Just minutes ago Uruguay became the first team qualified to the World Cup Quarter Finals, notching a decisive 2-1 win over South Korea. It was not easy but the South Americans have been playing a brilliant tournament so far.
Uruguay came in as Group A winners (beat South Africa and Mexico, had a goalless draw with France) while South Korea had qualified as Group B runners-up (a win over Greece, a draw with Nigeria and a loss to mighty Argentina).
The South American side came in as favorites but, as we have seen so far, favoritism in this World Cup has had limited value so far. Fact of the matter is that both teams were playing good soccer and this match would be no exception, especially in the second half.
The most negative elements about this game were clearly the pouring rain and the lackluster state of the pitch itself (the grass).
Uruguay stormed into a very early lead as they opened the score with a 1-0 goal by Suarez, the young Ajax striker. Let us bear in mind that the first clear chance to score actually came from Park Chu-Young’s shot to the right post. Had they scored there the rest of the game would have undoubtedly been different.
The rest of the first half was close throughout.
The South Koreans came out of the locker rooms, for the second half, clearly motivated and decided to turn the tide around. The second half belonged, for the most part, for the Asian side. They had a host of scoring chances but could take advantage of them.
Uruguay looked defensive in this second half, trying to defend the thin 1-0 advantage. This defensive mindset is something we hadn’t seen yet from Uruguay in this World Cup and, to a wider extent, something we haven’t seen from most South American sides.
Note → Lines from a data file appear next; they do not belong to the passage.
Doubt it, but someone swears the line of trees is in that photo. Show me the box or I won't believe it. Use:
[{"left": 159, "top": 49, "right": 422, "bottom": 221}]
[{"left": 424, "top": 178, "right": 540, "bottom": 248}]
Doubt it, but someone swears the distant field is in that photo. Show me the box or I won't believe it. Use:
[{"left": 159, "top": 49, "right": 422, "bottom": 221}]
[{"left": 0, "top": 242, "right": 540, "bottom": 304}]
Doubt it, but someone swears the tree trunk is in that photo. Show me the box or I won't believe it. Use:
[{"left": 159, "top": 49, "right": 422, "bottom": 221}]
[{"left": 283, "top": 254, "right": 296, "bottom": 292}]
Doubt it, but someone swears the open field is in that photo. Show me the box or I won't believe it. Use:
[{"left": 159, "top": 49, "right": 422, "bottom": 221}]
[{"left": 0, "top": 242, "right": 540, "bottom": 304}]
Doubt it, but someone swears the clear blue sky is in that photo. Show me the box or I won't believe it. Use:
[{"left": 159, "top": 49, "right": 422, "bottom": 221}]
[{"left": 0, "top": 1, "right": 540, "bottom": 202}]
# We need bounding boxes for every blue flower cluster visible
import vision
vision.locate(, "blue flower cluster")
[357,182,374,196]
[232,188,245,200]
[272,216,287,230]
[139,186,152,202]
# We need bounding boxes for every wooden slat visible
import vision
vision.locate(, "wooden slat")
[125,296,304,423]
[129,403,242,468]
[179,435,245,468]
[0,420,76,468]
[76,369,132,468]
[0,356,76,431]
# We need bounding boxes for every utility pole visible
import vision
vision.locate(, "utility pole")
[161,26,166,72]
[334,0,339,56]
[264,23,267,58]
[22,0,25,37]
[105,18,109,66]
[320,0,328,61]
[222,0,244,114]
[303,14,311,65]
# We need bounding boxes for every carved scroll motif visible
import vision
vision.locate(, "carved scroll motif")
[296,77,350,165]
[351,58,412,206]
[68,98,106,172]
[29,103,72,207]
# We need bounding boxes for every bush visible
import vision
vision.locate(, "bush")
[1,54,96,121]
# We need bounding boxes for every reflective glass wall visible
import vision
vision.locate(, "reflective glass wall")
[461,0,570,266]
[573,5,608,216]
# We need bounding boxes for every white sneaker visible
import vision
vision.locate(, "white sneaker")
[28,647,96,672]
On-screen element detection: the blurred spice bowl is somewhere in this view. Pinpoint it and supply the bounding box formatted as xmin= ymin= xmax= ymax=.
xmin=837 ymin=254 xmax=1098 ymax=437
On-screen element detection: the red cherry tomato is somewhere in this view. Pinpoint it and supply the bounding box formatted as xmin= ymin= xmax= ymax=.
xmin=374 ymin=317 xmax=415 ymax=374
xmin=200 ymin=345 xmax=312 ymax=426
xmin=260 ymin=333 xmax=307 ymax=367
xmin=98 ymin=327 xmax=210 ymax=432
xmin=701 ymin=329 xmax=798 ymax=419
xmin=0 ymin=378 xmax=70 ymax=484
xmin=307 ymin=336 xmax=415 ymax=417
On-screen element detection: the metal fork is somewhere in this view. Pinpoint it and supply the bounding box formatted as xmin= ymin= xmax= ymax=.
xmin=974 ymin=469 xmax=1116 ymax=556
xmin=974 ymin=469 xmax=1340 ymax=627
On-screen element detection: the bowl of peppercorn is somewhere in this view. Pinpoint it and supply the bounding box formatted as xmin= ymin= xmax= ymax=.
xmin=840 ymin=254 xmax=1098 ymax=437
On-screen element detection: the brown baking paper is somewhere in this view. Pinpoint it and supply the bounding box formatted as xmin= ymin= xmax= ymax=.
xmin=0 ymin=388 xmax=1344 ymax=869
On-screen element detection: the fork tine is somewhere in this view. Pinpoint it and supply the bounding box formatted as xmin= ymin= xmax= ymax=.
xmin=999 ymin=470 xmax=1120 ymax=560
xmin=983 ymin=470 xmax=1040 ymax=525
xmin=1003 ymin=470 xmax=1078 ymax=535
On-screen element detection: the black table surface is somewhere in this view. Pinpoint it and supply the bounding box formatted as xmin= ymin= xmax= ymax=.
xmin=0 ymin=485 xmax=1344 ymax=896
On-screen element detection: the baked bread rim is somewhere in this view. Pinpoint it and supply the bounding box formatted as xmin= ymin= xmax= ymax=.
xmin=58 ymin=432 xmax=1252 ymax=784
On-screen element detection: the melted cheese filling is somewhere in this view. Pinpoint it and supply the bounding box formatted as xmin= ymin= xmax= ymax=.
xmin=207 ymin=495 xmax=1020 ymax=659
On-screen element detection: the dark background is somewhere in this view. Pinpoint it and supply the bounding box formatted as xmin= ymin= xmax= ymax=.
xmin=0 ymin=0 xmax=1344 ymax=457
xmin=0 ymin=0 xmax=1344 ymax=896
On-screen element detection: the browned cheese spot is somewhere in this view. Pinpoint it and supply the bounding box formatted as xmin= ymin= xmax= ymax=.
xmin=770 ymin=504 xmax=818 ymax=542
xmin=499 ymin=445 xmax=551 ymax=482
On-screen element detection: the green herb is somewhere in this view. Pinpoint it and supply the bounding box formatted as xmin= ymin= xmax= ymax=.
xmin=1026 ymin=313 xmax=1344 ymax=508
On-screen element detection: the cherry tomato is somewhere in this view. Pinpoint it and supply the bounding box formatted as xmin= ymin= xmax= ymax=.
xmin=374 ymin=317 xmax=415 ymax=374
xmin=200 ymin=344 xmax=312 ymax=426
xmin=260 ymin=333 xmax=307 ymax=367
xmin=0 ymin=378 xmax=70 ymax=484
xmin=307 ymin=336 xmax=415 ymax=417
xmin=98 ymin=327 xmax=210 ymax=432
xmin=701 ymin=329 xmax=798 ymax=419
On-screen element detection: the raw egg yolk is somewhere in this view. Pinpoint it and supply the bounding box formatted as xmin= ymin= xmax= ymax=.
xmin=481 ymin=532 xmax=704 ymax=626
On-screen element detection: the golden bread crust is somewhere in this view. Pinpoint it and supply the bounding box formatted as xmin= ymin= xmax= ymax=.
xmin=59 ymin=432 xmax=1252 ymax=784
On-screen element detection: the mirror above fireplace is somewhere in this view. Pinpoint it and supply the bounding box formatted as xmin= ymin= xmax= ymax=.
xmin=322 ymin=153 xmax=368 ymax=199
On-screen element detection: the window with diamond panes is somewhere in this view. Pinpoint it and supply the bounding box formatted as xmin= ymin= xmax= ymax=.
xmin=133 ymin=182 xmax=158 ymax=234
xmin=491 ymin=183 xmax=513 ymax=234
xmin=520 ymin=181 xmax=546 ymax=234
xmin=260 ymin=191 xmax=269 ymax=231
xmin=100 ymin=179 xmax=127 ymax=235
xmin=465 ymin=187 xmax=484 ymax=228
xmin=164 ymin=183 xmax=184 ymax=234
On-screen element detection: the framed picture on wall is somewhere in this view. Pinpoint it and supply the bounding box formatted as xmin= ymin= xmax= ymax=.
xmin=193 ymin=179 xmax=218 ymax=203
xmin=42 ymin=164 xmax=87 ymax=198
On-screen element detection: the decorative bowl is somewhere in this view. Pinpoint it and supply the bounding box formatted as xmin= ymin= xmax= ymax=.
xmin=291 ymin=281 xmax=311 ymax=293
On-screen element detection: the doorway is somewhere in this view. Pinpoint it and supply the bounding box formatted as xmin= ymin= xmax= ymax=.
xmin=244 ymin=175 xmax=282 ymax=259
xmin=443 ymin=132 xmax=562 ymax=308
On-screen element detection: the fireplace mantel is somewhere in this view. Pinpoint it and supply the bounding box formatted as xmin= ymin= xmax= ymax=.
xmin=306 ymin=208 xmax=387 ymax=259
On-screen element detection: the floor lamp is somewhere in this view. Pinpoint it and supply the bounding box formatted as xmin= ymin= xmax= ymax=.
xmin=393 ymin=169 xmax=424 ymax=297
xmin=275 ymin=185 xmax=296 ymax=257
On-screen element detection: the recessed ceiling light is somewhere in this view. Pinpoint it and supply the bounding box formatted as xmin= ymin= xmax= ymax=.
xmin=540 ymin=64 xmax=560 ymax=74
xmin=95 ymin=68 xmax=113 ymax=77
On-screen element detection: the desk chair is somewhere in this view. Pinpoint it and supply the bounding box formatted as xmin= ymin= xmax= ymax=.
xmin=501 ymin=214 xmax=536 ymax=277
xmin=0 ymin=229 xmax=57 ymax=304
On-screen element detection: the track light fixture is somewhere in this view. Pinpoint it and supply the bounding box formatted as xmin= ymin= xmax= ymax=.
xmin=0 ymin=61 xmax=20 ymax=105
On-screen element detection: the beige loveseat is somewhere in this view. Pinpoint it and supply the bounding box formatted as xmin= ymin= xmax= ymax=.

In the 68th minute the South Koreans were able to get the equalizer. What seemed to be a harmless cross into the box, (badly) relieved by the defense, turned out to be a decisive header by Lee Chung-Young. The South American goalkeeper, Muslera, has to be criticized for the way he left the posts trying to reach the ball; firstly because Chung-Young already had a defenseman marking him and secondly because a keeper cannot leave the posts like that if he is indeed unable to catch or punch the ball into safety.
This equalizer set the recipe for a furious final twenty minutes, with both teams eagerly going after the goal that would eventually secure them a Quarter-finals berth. Uruguay shifted gears again, changing to a more offensive and direct game. Suárez caught the ball on the outside corner of the South Korean area, found a little space to shake off the marking defenseman and proceeded to deliver one of the tournament’s finest goals so far, a beautiful right foot arcing shot which gently struck the left post on its way in. The entire Uruguay team started to celebrate together, including the bench players.
As the goal came in the 80th minute South Korea still had time to try and recover. They would have another good chance, but Lee Dong-Gook’s low shot from inside the box lacked the necessary power.
So there we have it. With Uruguay playing a more cerebral game than what they had done so far, with Suárez looking great and mainly by making the few chances to score effectively count, the South American side is now waiting for the winner between Ghana and the USA. That Quarter-finals match will take place in Johannesburg on the 2nd of July.
As for South Korea, they had a great tournament and probably overdid their initial expectations. They have nothing to be ashamed about.